これは、法人で赤字決算の場合でもかかってくる税金であり、原則、事業所を置いて営業活動を続けている限り、赤字でも免除してもらうことはできません。
法人は赤字決算でも消費税の納税義務は発生する
赤字法人でも一定の条件を満たした場合は、消費税の納税義務が発生します。
具体的には、
- 2年前の”課税売上高が1,000万円超”
- 1年前の上半期(6ヶ月間)の”課税売上高が1,000万円超”かつ”給与等の支払総額が1,000万円超”
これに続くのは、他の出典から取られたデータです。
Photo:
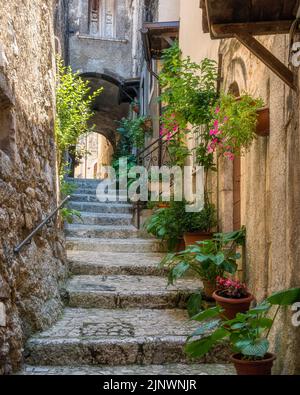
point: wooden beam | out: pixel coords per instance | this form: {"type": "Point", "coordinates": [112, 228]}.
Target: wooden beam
{"type": "Point", "coordinates": [274, 64]}
{"type": "Point", "coordinates": [258, 28]}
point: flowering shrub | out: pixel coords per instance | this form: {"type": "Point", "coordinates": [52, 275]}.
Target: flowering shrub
{"type": "Point", "coordinates": [233, 129]}
{"type": "Point", "coordinates": [231, 289]}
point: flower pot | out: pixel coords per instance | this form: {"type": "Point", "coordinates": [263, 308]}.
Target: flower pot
{"type": "Point", "coordinates": [192, 238]}
{"type": "Point", "coordinates": [253, 368]}
{"type": "Point", "coordinates": [233, 306]}
{"type": "Point", "coordinates": [209, 288]}
{"type": "Point", "coordinates": [263, 122]}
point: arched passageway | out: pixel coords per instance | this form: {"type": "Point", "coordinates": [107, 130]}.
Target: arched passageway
{"type": "Point", "coordinates": [97, 148]}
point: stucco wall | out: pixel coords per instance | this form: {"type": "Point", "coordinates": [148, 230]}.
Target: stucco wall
{"type": "Point", "coordinates": [28, 183]}
{"type": "Point", "coordinates": [269, 189]}
{"type": "Point", "coordinates": [117, 56]}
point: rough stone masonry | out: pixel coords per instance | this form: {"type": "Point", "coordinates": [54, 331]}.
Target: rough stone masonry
{"type": "Point", "coordinates": [29, 296]}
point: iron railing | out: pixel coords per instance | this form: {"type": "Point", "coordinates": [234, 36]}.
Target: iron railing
{"type": "Point", "coordinates": [40, 226]}
{"type": "Point", "coordinates": [155, 154]}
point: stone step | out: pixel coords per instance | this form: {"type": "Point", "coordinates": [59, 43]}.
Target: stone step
{"type": "Point", "coordinates": [116, 338]}
{"type": "Point", "coordinates": [109, 245]}
{"type": "Point", "coordinates": [111, 263]}
{"type": "Point", "coordinates": [93, 198]}
{"type": "Point", "coordinates": [103, 219]}
{"type": "Point", "coordinates": [123, 292]}
{"type": "Point", "coordinates": [102, 231]}
{"type": "Point", "coordinates": [131, 370]}
{"type": "Point", "coordinates": [113, 208]}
のいずれかの条件を満たしたときに課税事業者となり、消費税を納税する義務が発生します。
ただし、インボイス制度の適用などで課税事業者を選択した場合は、赤字でも消費税の納税義務が発生します。
消費税の仕組み
消費税とは、日本国内でモノやサービスを消費したときに発生する税金です。
事業者における消費税の納税は、
- 標準税率10%
- 軽減税率8%
として商品やサービスに上乗せして”お客様から預かった消費税”を国に納付する仕組みです。
すでに顧客から税金を受け取っている以上、赤字であろうと課税事業者である限りは、消費者に変わって国に納税する義務があります。
消費税が還付されるケースもある
事業者は、消費税を納付するだけでなく、一定条件に当てはまることで還付を受けることも可能です。
特に赤字法人の場合は、消費税の還付を受けられるケースが高くなっているので条件を把握しておきましょう。
まず、消費税の計算方法は、次のようになります。
消費税の納税額 = 預かった消費税 - 支払った消費税
預かった消費税とは、商品の販売などをしたとき消費者から預かったお金です。
支払った消費税とは、事業者が仕入れなどをしたときに支払った消費税であり、仕入税額控除(課税仕入にかかる消費税額を控除)が当てはまります。
例えば、売上高1,300万円(内消費税130万円)、仕入高1600万円(内消費税160万円)の会社があったとします。
このとき消費税の納税額は、
納付消費税額 = 130万円 - 160万円 = -40万円
のマイナスとなり、40万円の還付金を受け取ることが可能です。
ただし、免税事業者や消費税の申告方法を「簡易課税」にしている場合は、消費税の還付は受けられないので注意しましょう。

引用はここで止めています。